日本人の心 楠木正成を読み解く

第5章 戦後75年(6)「非理法権天(ひりほうけんてん)」の意味を探して

楠木正成を祭る湊川神社に置かれている「非理法権天」の旗=神戸市中央区(沢野貴信撮影)
楠木正成を祭る湊川神社に置かれている「非理法権天」の旗=神戸市中央区(沢野貴信撮影)

 □戦後75年 記者たちの目に映った「楠公さん」(6)

 ■「非理法権天(ひりほうけんてん)」の意味を探して

 山口県周南市の瀬戸内海に浮かぶ大津島(おおづしま)に、令和元年11月、大津島回天神社が建立された。祭神は楠木正成(くすのき・まさしげ)。大津島には、先の大戦で展開された特攻兵器「人間魚雷 回天」の訓練基地があり、今も「回天の島」と呼ばれる。

 回天基地が開設された昭和19年9月、兵舎の一角に正成を祭神とする小さな木製の祠(ほこら)が安置され、搭乗員は祠に手を合わせて出撃していったという。新たに建立された神社の社殿には、この木製の祠が収められている。

 なぜ、正成なのか?

 筆者は二十数年前、この特攻兵器が生まれた背景を調べようと、元搭乗員や遺族のインタビューを重ねた。その過程で、負けると分かっていても、最後まで天皇に忠義を尽くすという楠公精神が、時代を超えて特攻隊員の心の支えになっていたことに気づかされた。

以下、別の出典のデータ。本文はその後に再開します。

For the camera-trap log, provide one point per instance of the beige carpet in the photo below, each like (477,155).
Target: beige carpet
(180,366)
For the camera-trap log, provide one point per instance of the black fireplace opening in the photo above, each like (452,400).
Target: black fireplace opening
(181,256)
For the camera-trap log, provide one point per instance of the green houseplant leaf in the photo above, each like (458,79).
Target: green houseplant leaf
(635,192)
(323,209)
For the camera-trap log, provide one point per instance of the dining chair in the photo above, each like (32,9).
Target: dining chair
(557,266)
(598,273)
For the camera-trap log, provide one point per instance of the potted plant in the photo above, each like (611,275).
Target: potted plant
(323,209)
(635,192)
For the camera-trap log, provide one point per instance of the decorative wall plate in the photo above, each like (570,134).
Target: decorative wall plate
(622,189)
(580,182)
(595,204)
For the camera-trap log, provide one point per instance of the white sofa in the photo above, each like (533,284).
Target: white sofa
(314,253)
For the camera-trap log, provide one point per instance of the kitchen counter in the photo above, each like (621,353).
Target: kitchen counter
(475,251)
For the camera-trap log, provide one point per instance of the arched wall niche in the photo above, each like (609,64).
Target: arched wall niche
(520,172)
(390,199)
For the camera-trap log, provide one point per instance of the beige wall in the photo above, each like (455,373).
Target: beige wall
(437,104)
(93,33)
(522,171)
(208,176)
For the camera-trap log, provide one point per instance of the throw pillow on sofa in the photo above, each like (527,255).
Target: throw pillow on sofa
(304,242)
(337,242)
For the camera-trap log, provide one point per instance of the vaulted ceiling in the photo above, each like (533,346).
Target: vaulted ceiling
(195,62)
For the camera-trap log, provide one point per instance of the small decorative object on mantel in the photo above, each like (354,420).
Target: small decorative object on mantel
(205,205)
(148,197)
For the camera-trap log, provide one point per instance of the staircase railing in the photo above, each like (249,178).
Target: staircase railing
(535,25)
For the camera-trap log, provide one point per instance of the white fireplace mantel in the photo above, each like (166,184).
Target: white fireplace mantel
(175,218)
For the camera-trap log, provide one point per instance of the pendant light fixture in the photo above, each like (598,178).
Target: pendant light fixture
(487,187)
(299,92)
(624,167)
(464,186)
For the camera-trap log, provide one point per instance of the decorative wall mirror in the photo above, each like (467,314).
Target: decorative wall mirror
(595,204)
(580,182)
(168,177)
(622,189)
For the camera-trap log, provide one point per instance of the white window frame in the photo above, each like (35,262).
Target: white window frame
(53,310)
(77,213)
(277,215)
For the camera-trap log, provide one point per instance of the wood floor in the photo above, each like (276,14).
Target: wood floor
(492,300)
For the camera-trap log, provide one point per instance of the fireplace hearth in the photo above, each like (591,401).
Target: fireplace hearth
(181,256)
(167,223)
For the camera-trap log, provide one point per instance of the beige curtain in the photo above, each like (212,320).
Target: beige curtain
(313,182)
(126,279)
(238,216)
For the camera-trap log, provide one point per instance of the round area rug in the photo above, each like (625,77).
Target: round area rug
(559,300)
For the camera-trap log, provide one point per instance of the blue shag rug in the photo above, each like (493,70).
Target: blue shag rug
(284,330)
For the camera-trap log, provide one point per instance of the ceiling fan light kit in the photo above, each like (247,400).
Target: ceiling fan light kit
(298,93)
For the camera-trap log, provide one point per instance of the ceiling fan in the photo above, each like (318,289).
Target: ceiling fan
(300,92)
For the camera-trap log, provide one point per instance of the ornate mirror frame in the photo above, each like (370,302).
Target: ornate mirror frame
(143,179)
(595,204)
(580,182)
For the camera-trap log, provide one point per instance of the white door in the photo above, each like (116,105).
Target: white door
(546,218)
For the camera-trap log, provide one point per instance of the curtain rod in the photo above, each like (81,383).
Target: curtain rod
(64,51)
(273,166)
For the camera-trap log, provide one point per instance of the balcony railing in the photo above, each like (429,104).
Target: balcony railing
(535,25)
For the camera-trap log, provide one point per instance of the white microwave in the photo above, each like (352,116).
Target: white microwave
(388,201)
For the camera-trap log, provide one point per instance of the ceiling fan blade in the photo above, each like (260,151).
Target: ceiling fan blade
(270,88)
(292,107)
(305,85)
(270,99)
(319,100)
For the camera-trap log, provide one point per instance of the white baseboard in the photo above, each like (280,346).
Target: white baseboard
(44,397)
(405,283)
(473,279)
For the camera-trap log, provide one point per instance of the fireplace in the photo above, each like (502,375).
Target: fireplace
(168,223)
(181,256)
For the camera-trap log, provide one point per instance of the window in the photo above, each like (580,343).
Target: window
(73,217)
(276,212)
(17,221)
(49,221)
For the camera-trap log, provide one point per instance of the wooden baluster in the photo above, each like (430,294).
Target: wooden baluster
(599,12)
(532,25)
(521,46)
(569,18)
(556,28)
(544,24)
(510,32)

 「回天」を考案した黒木博司大尉=当時(22)、没後少佐=は最も影響を受けた一人だった。少佐は昭和19年9月、大津島での訓練中に殉職するが、手紙や日記からは、楠公精神をよりどころに、いちるの望みを託す命がけの選択が浮かび上がってくる。

 大戦の勃発を予感した少佐は、妹に「(日露戦争で)広瀬中佐が第二回閉塞隊出動に際し遺書せられた七生報国(ななおほうこく)笑在船上という気持ちがそのまま兄さんの気持ちだ」と手紙を書き、特殊潜航艇の搭乗員の道を選ぶと、交流が深かった皇国史観の主唱者、平泉澄(きよし)氏に「これまで経験したことのない国難に対処するため、日本人にとって最高の忠臣の鑑(かがみ)とされる楠木正成には及ばないまでも、…死にがいのある働き場所を求める」と決意を伝えている。